My topic today is this recent SOE promotion. Before I start my rant, I'd like to say that it is a great promotion in concept. I'm happy to see SOE trying to increase the subscriber base. In fact, tomorrow, in the spirit of fairness, I will give a list of reasons why I think people should play EQII. My issue today is with the execution of this promotion.

Let's play a little game. Which of these imaginary ads do you think is better:

Ad #1: Read Aggro Me - It's awesome!

Ad #2: Read Aggro Me - It doesn't suck anymore!

Ad #3: Read Aggro Me - Tell your friends who stopped reading Aggro Me because it sucked to come back because now it doesn't suck anymore, I swear, plus here's a bag of gummi bears.

Okay, that was just an example. We all know Aggro Me never sucked, right kids?

But here's my point. Ad #1 is more effective than Ad #2 and Ad #2 is more effective than Ad #3.

I quote from the EQIIPlayers main page, "EverQuest II is growing, and we're listening to what our players want from their gaming experience. Now players who have left EverQuest II can come back and and experience all the improvements in a special free 7-day trial subscription."


Way to accentuate the negative. There are two negatives implied in this ad. First, that the game had issues to begin with. And, perhaps more importantly, that players have been leaving in enough numbers to warrant this promotion. That second point has a negative hit on current players as well as potential ones. Overall, I just think it comes off as a little desperate, which we all know is a turn-off.

Simply by changing the "improvements" to "fantastic additions" and just not referring to players who have left in the main copy would be a better ad in my opinion. Also, and I know this is minor, there are two and's in the line "come back and and experience all the improvements." I know that's nitpicky but seriously, spellcheck catches double and's like that.

My second issue is with the factual accuracy of the ad copy. They
come out with this winner: "With new features such as vitality, your character can double the experience earned." It is my understanding that vitality was always in the game and it is hardly a new feature. Sure, a vitality indicator was added but according to this list of changes that was back in February 17, 2005. And, again, that was just an indicator, not the actual mechanic of vitality, which existed previously (as far as I know from day one). So what is this ad talking about?

And then we have this gibberish: "Now there are more rewards for solving quests and defeating enemies in EverQuest II. From ancient tomes that unlock secret quests to rare equipment that will make your gear the talk of any guild, this is the kind of loot you've been asking for!"

Am I missing something?

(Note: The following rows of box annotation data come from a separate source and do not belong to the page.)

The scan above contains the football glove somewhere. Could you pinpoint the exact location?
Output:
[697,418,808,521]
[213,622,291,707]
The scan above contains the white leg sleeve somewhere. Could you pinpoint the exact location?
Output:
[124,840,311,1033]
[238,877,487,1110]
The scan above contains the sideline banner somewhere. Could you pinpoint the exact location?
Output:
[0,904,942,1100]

I play Everquest II at least every other night and I swear I honestly have no idea what they are talking about here. I have not noted any major changes to loot except that the vendor trash has been changed to "ingots" from whatever it was before (which I find more dull by the way).

Here's a tip: let the devs at least read the ad copy instead of having someone who apparently never plays the game try to churn it out. There have been many fantastic changes in EQII so let's focus on the positive and get things right.

If you think this was a great ad or I'm wrong in my analysis please let me know. As I said, I'll be trying to sell you on EQII myself tomorrow.

7 Comments:

Blogger Anskiere said...

When I first saw that ad on the site, I scoffed at it. It was because of what you were talking about, how it says "for players that have left". I was thinking, "wtf, why would they want to advertise that (seemingly) a lot of players have quit EQ2?"

12:31 AM  
Blogger cyan said...

I think most people who enjoyed the game but left it, really will migrate back to it as expansions come out (aka: natural ebb and flow of MMORPG players/customers, I think people will return to a game more easily after a new commercial expansion comes out). I have a feeling that the people who actually "left for good" probably did so for a reason that Sony will never be able to mitigate (i.e. something external to the game that deals with SOE's business/game dev decisions, not "fresh content" issues).

I don't know who controls the marketing for this, but I am perplexed as to why they would do this BEFORE the expansion, and not AFTER the expansion comes out. If someone did come back I am sure all they will hear after 9/13 is how cool the expansion is (and thus feel they should fork over the $30 to see the complete "new EQ2") I think that would be more of an allure than the
2 adventure packs they might have missed (which are good in their own right, imho) but not anything that people will constantly talk about in game (which is a form of organic promotion via subscriber base).

-Cyan

EQ2-Daily.com Podcast

12:50 AM  
Anonymous Anonymous said...

I could not agree more. This is really bad advertising. My first reaction was that they couldn't be that desparate. My second reaction was that, even if they were that desperate, they should not show it like that in the open.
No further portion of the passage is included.